The Company’s supplemental indentures governing its Senior Unsecured Notes contain covenants whereby the Company is subject to maintaining (a) certain maximum leverage ratios on both unsecured senior corporate and secured debt, minimum debt service coverage ratios and minimum equity levels, (b) certain debt service ratios and (c) certain asset to debt ratios.

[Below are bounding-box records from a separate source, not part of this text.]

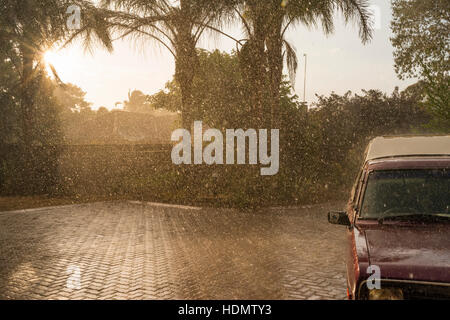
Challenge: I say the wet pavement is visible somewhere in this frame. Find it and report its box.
[0,201,346,299]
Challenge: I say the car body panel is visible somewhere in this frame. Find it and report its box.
[345,136,450,299]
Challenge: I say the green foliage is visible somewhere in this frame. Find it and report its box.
[391,0,450,132]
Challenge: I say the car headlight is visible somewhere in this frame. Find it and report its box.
[369,288,404,300]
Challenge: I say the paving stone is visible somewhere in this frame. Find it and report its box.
[0,202,346,300]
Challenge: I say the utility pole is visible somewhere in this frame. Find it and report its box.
[303,53,308,106]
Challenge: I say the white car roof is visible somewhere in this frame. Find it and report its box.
[366,135,450,162]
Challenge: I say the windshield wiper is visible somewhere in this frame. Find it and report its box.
[378,213,450,224]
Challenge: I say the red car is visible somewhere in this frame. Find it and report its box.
[328,136,450,300]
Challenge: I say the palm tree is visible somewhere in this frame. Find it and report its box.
[102,0,234,128]
[237,0,372,125]
[0,0,112,146]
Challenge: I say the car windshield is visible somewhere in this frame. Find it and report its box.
[360,169,450,219]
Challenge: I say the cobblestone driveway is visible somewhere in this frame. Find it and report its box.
[0,202,346,299]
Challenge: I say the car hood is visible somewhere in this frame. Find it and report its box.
[363,224,450,282]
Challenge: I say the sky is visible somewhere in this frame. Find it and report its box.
[47,0,415,109]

In addition, the Company is restricted from paying dividends in amounts that exceed by more than $26.0 million the funds from operations, as defined therein, generated through the end of the calendar quarter most recently completed prior to the declaration of such dividend; however, this dividend limitation does not apply to any distributions necessary to maintain the Company's qualification as a REIT providing the Company is in compliance with its total leverage limitations. The Company was in compliance with all of the covenants as of December 31, 2023.

 

Interest on the Company’s fixed-rate Senior Unsecured Notes is payable semi-annually in arrears. Proceeds from these issuances were primarily used for the acquisition of shopping centers, the expansion and improvement of properties in the Company’s portfolio and the repayment of certain debt obligations of the Company.

 

Credit Facility

 

In February 2023, the Company obtained a new $2.0 billion unsecured revolving credit facility (the “Credit Facility”) with a group of banks, which replaced the Company’s existing $2.0 billion unsecured revolving credit facility which was scheduled to mature in March 2024. The Credit Facility is scheduled to expire in March 2027 with two additional six-month options to extend the maturity date, at the Company’s discretion, to March 2028. The Credit Facility is guaranteed by the Parent Company. The Credit Facility could be increased to $2.75 billion through an accordion feature. The Credit Facility is a green credit facility tied to sustainability metric targets, as described in the agreement. The Credit Facility accrues interest at a rate of Adjusted Term SOFR, as defined in the terms of the Credit Facility, plus 77.5 basis points and fluctuates in accordance with the Company’s credit ratings. The interest rate can be further adjusted upward or downward by a maximum of four basis points based on the sustainability metric targets, as defined in the agreement. The interest rate on the Credit Facility as of December 31, 2023 was 6.21% after a two-basis point reduction was achieved. Pursuant to the terms of the Credit Facility, the Company continues to be subject to the same covenants under the Company’s prior unsecured revolving credit facility. For a full description of the Credit Facility’s covenants refer to the Amended and Restated Credit Agreement dated as of February 23, 2023, filed as Exhibit 10.20 in our Annual Report on Form 10-K for the year ended December 31, 2022. As of December 31, 2023, the Credit Facility had no outstanding balance, no appropriations for letters of credit and the Company was in compliance with its covenants.